What Does an Easter People Look Like?

I’m going to keep asking, because this whole life is both not fully Lent and not fully Easter: “May I pray for you?”

Illarion Pryanishnikov, “Easter Procession”, 1893
Illarion Pryanishnikov, “Easter Procession”, 1893 (photo: Public Domain)

To start Lent, we marked ourselves with ashes, an outward sign of an internal reality. “We are dust and to dust we shall return.” In what way have we allowed ourselves to be marked to proclaim to the world, “We are an Easter People?”

In preparing for this great feasting season of Easter, we abstained.  We prayed.  We gave alms. We did things to help whittle away at our own proclivities for sin, and to stretch our willingness to know, love and serve God and our neighbor as ourselves.  What will we do in this time of proclaiming, “He is risen,” to show we know this reality, not only in the breaking of the bread, but in our hearts, to the marrow of our bones?  What is our Easter resolution?

The early Christians stood out not because they had political connections, or because they all gave eloquent speeches, though some did, or because of their wealth or intellect or the size of their families.  The early Christians stood out because of how they treated everyone they encountered.  “Look how they love one another.”  We believe in the Resurrection of Our Lord.  We believe Jesus Christ died for us, for our sins, freeing us from the ultimate consequence of sin, provided we live that belief not merely in our words but our lives.  How does that manifest itself?  How are we to be different?

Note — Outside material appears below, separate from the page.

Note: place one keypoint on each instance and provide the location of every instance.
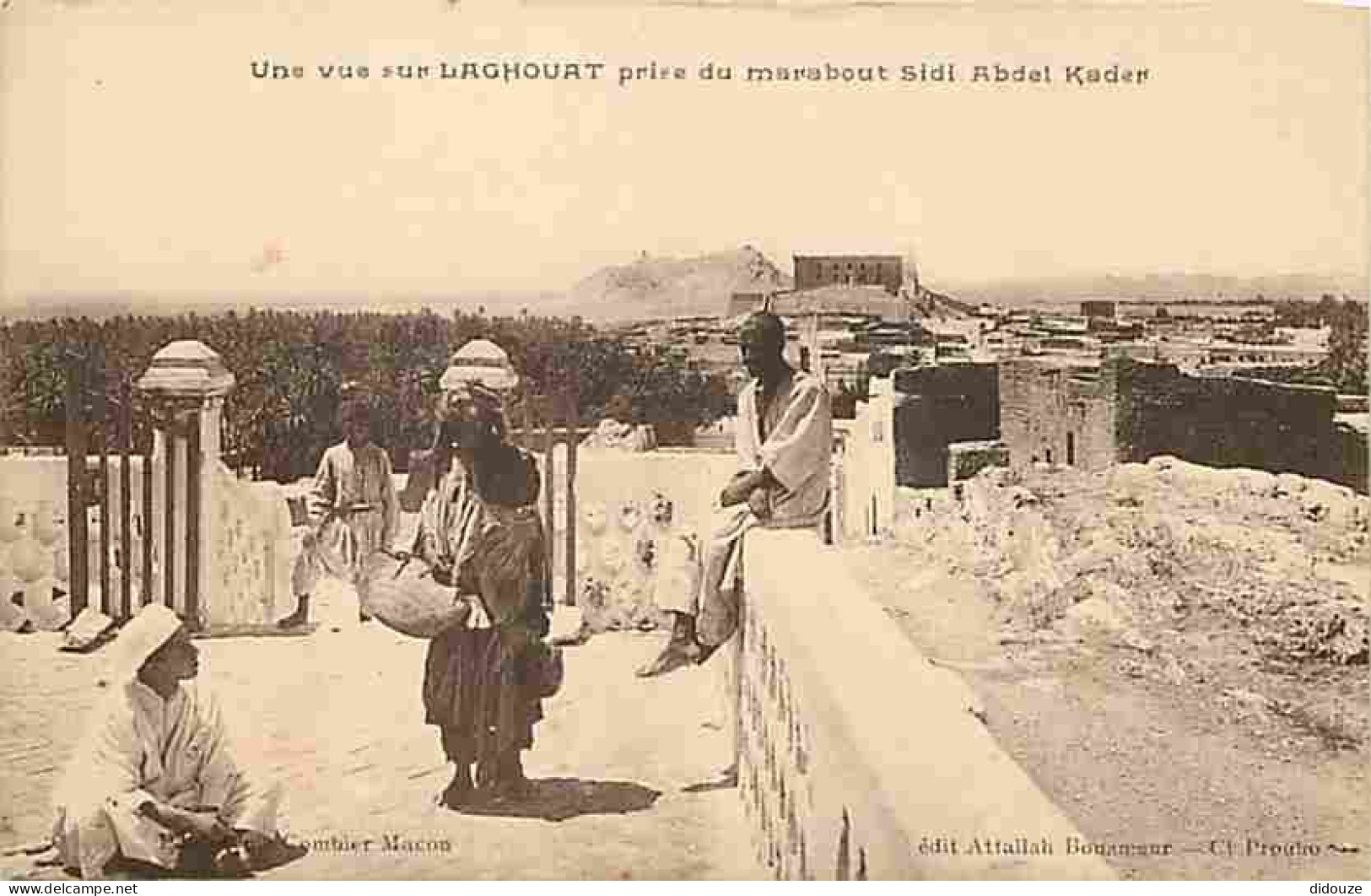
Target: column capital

The week of Holy Week, this question kept plaguing my mind.  I didn’t know how to answer.  This past Lent, I’ve spent asking if I could pray for people.  A friend said how much she’d miss this after Easter and I admit, I thought, “Me too.”

Easter Monday, it was time to tackle an errand we’d put off.  To get a driver’s license, my son needed a social security card. To get a social security card, he needed evidence of his identity.  We drove to the doctors for medical records.  En route, we saw a man begging in the rain, and offered him a little something.  He asked me my name and asked, “May I pray for you?”  We exchanged names and I thought about my lament of last week, and the precise words Jerome the beggar in the rain used.

An hour later, I sat with my teenager waiting at the Social Security office to get him a new card. When the man called us to the window, he bantered with my teenager over the forms.  I noticed the clerk wore a beautiful silver medal and asked about it. “It’s in memory of my son. He died eleven months ago. He would have been about your son’s age.”  Impulsively, I said, “I’ll pray for you and your son.  What’s his name?” It was a Saint Brendan medal. We finished up, and I drove home, my head full of wonder.  Here I was asking, what do I do now? And here, I kept being answered.

My husband came home and as I told him the whole two stories, he agreed and said, “We should consider continuing our resolutions, not because they are sacrifices, but because they’ve become part of who we are.” As if to accent the point, at that instant, a friend texted me, asking for prayers for her parish, knowing I’d “finished” my Lenten resolution.  She was asking, “pray for me.”  We’re supposed to be changed by Lent and all the more so by Easter. We’re supposed to become more the people we were intended to be. So I’m going to keep asking, because this whole life is both not fully Lent and not fully Easter. “May I pray for you?” needed to become part of how I would respond to people, both online and in the scarier moments of face to face, which meant, it needed to be more than a 40 day habit.  May I pray for you?